Differential diagnosis
1. VATER/VACTERL (vertebral defects, anal atresia, tracheoesophageal fistula, renal defects and radial limb defects) patients with spinal defects, hilar atresia, tracheoesophageal fistula, humerus and kidney dysplasia, and the clinical manifestations of FA overlap.
2. Thrombocytopenia-Tibial Deficiency Syndrome (TAR) is an autosomal recessive hereditary disease with thrombocytopenia and humeral loss at birth or in the neonatal period, but bilateral thumb present, no hematological malignancies Or the increased risk of solid tumors, unlike FA.
3. Congenital pure red blood cell aplastic anemia (DBA) is characterized by mature defects of erythroid progenitor cells, positive cells or large cell anemia appear within 1 year old, more than 1/3 of patients have congenital malformations, often involving the head (small jaw, cleft lip), upper limbs and genitourinary system, most patients are sporadic, a few are autosomal dominant or recessive, the above three diseases of the DEB / MMC test without chromosome breaks, can be identified with FA.
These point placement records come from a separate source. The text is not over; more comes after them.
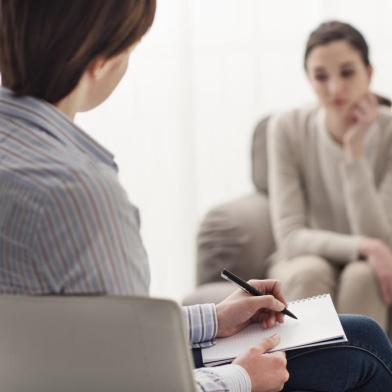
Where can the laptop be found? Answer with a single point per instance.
(93, 344)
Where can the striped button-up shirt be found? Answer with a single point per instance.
(67, 226)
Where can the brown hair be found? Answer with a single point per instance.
(331, 31)
(46, 45)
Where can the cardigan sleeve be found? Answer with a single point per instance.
(288, 202)
(368, 204)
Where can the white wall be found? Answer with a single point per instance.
(180, 123)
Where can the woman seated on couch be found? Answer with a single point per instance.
(330, 181)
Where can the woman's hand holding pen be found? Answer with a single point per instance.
(379, 256)
(360, 118)
(268, 372)
(240, 309)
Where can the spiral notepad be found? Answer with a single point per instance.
(317, 324)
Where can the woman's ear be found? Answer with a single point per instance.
(370, 72)
(98, 67)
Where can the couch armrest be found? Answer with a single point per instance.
(236, 235)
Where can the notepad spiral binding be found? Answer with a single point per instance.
(308, 299)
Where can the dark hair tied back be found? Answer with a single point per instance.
(331, 31)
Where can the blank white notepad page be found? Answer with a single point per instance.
(317, 324)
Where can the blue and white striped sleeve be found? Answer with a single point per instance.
(226, 378)
(202, 326)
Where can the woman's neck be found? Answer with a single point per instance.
(336, 126)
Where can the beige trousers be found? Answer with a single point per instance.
(353, 287)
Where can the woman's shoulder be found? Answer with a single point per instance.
(385, 117)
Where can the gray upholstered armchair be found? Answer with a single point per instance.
(237, 234)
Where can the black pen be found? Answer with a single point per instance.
(225, 274)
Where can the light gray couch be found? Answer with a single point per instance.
(238, 235)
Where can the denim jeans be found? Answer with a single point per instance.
(363, 364)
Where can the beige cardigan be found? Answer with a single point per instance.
(320, 204)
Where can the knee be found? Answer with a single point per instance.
(363, 330)
(312, 269)
(359, 273)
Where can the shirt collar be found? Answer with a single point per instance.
(52, 121)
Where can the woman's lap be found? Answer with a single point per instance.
(363, 364)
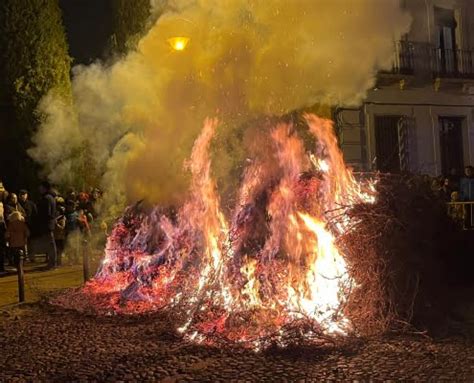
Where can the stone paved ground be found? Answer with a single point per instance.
(39, 343)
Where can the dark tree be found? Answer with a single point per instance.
(33, 60)
(131, 21)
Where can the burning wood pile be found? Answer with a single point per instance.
(296, 259)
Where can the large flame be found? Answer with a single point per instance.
(244, 279)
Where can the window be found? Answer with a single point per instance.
(387, 146)
(446, 51)
(451, 145)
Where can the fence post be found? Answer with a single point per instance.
(85, 261)
(21, 278)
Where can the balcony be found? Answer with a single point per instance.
(453, 63)
(421, 59)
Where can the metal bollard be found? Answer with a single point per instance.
(21, 278)
(85, 261)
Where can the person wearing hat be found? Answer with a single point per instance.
(46, 224)
(28, 206)
(31, 213)
(17, 236)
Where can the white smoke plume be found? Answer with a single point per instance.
(140, 115)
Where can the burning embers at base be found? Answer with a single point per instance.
(269, 271)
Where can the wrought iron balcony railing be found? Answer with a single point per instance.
(453, 63)
(411, 58)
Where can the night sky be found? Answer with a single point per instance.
(89, 26)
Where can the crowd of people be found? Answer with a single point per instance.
(29, 228)
(455, 187)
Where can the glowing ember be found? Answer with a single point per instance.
(272, 267)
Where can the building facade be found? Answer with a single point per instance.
(420, 115)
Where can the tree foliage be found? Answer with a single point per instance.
(33, 61)
(130, 23)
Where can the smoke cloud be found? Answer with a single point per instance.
(139, 116)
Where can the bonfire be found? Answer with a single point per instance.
(258, 275)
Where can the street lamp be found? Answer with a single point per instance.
(178, 43)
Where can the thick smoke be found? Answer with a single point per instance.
(139, 116)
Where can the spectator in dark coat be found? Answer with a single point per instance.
(3, 245)
(12, 206)
(46, 224)
(28, 206)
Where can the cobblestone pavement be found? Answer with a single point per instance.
(39, 343)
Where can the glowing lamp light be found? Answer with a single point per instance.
(178, 43)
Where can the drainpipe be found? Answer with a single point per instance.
(433, 127)
(428, 18)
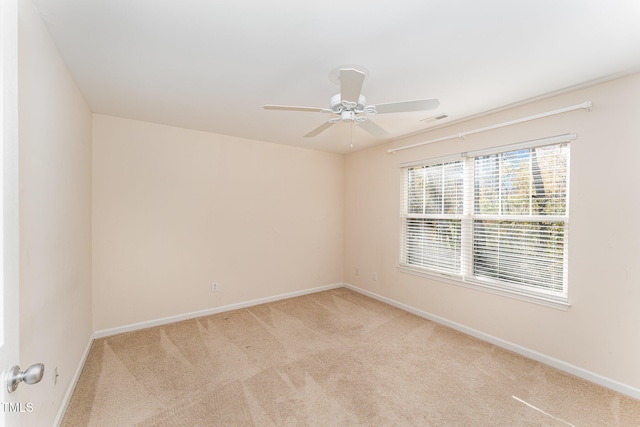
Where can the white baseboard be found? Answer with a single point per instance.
(531, 354)
(208, 312)
(72, 385)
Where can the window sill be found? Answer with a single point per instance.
(545, 300)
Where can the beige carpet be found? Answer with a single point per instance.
(334, 358)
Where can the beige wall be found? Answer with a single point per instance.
(55, 217)
(601, 331)
(176, 209)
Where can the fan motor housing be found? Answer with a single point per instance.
(337, 106)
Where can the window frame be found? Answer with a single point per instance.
(466, 278)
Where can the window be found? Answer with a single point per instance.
(495, 219)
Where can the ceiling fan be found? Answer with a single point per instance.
(349, 104)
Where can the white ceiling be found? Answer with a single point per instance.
(211, 64)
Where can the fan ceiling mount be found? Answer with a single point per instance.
(351, 106)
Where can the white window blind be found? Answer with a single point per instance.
(432, 220)
(496, 219)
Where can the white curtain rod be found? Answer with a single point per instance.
(585, 105)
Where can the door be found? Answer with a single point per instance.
(9, 208)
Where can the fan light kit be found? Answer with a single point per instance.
(351, 106)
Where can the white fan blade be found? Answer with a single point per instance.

4. Nijmegen rupture syndrome is a rare autosomal recessive disorder caused by NBS1 mutation, characterized by immunodeficiency, microcephaly and hypersensitivity to ionizing radiation. Most patients are Yugoslavia, the most recent one. In the study, 8 Russian NBS patients, 3 had hematopoietic abnormalities or AML, therefore, clinically very similar to FA, if the diagnosis is difficult, you can consider NBS mutation examination, Table 1 is the characteristics of Fanconi syndrome under various causes. And the difference.